Johnston finds it difficult to imagine teaching without PowerPoint, since it's invaluable for organizing her lectures and the many images she uses. In fact, she uses more images using PowerPoint than she would if she had to resort to slides or overheads. Also, by not having to pause to write on the board, she's able to devote class time to discussion rather than spending so much of it writing with her back to the class. To encourage active listening by the students in ASTR 155, Johnston provided the students with "handout" versions of the lectures-printed copies of the presentation with three slides displayed per page. This way, the students had a hard copy of the basic lecture before them while in the classroom, and could write notes in the space provided on the handout. This technique gave them a chance to really listen to her lectures. A particular method that Johnston likes to use with PowerPoint is to display a question, engage the students in a short debate or discussion of the question, then proceed in PowerPoint to reveal the answer or more information that leads the students through the thought process.

Without the newer technology, Johnston points out that the course content would have been the same, just presented differently. However, computing technology has helped address some special conceptual problems. "One of the big things in any astronomy course is to get across how big the universe is," says Johnston. To help illustrate this very difficult concept, WebTech Lin put together an animation using Macromedia's Flash. Based on the educational movie "Powers of 10" by Charles and Ray Eames, Lin's animation starts with an overhead shot of the Van Vleck Observatory, home of the Wesleyan Astronomy department, taken from a weather balloon just 200 feet or so off the ground, and it then zooms out past an aerial photograph of Middletown, a satellite image of Connecticut, then North American, the Earth from space, and so on, culminating in a scientific rendition of the Universe seen from far outside our own galaxy.
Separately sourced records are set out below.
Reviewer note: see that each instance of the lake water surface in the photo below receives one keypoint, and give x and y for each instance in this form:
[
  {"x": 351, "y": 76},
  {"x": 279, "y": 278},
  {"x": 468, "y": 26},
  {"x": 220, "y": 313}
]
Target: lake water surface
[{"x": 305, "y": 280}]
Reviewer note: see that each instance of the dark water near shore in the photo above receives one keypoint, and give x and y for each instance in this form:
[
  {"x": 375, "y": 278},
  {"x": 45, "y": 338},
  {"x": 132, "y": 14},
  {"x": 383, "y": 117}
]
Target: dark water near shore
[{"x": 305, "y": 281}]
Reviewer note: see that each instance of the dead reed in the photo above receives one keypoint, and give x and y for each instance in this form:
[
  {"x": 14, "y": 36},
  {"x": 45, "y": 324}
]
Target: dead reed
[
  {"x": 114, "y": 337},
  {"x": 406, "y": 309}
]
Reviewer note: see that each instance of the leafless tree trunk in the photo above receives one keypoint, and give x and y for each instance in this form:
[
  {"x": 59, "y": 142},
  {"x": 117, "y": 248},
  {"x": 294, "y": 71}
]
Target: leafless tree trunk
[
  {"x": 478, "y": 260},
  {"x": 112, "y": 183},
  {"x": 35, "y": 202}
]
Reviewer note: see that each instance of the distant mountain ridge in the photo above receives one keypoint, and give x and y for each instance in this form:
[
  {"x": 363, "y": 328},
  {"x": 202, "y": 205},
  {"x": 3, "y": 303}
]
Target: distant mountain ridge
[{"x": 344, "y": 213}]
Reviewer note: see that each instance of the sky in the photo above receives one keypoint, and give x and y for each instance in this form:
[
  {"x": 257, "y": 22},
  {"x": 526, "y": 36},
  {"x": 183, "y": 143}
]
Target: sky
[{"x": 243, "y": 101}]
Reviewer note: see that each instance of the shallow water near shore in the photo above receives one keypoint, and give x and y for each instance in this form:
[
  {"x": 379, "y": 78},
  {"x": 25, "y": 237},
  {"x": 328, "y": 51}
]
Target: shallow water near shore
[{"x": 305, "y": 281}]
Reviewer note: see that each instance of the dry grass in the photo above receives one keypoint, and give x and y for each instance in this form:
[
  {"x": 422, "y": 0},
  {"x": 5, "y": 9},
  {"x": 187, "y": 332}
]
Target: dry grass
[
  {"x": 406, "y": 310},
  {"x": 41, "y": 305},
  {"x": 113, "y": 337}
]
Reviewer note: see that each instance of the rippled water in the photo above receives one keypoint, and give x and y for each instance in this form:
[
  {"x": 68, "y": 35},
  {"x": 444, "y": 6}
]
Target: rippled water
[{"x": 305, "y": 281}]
Displayed on the Web, the animation can be manipulated by the viewer, zooming in and out to examine each step of the trip. At each level, the animation lists other objects of similar scale to the image being viewed (e.g., the orbit of the moon is similar in size to the diameter of the Sun), and the viewer can click on the list to explore the other objects listed. Johnston now uses the animation in nearly all her introductory lectures, from ASTR 105 to ASTR 155 to guest lectures at high schools.

"If I had been here for ten years, and I had been teaching a successful course using a chalkboard, overheads, and slides, then the barriers would have been much greater," cautions Johnston. However, she reveals that by having a WebTech, she's done something she wouldn't necessarily do otherwise-"I've gone in new directions."